The essential oil distilled from the flowers of Anthemis nobilis, Linné.
SYNONYMS: Oleum chamomillae Romanae, Oil of Roman chamomile.
Source and Description.—Oil of chamomile is obtained by distillation of chamomile flowers (Anthemis nobilis) with water, the yield being 0.8 to 1 per cent (Schimmel & Co.'s Report, April, 1897). When first obtained it is bluish, afterward greenish, but finally becomes yellowish-brown; its specific gravity is about 0.9083 (0.905 to 0.915). It has the odor of chamomile flowers, and an aromatic, somewhat pungent taste. It dissolves in 6 parts of 70 per cent alcohol.
Chemical Composition.—The constituents of this oil, according to Schimmel & Co., are chiefly the isobutylester of isobutyric and angelic acids, the amyl- and hexyl-ester of angelic and tiglic acids. The highest boiling fractions yield upon saponification and distillation, principally two alcohols, viz., methyl-ethyl-propyl alcohol (C2H5.CH3:CH.CH2.CH2OH), and anthemol (C10H16O) an isomer of camphor. A paraffin-like body, anthemen (C18H36) (Naudin, 1884) is probably also present in the highest fractions. (For interesting details regarding the chemistry of this oil, see Gildemeister and Hoffmann, loc. cit.) Angelic and tiglic acids are isomers, their composition being C5H8O2. Heat converts the former into the latter acid.

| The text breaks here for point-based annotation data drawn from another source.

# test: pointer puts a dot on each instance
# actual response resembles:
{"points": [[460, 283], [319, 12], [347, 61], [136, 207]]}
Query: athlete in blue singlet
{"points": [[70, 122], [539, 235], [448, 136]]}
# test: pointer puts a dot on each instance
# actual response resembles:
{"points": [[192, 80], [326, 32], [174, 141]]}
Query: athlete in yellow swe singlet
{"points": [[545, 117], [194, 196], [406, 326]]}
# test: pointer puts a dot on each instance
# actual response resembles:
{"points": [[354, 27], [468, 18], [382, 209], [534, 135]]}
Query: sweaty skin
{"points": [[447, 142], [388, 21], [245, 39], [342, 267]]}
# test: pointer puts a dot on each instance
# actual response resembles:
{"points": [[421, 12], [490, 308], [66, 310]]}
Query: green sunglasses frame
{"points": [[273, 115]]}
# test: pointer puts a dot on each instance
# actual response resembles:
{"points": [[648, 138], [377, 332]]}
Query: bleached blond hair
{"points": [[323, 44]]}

Action, Medical Uses, and Dosage.—Oil of chamomile is tonic and antispasmodic; and has been found very serviceable in spasm of the stomach, painful dysmenorrhoea, hiccough, pertussis, to allay nausea and vomiting, and to prevent or lessen the griping influence of some cathartics. The dose is from 5 to 10 drops. The Matricaria Chamomilla furnishes a thick, deep-blue oil, becoming brown by age, and which is frequently substituted for the oil of chamomile. It is less antispasmodic than the true chamomile oil. It is an ingredient of some liniments for painful affections.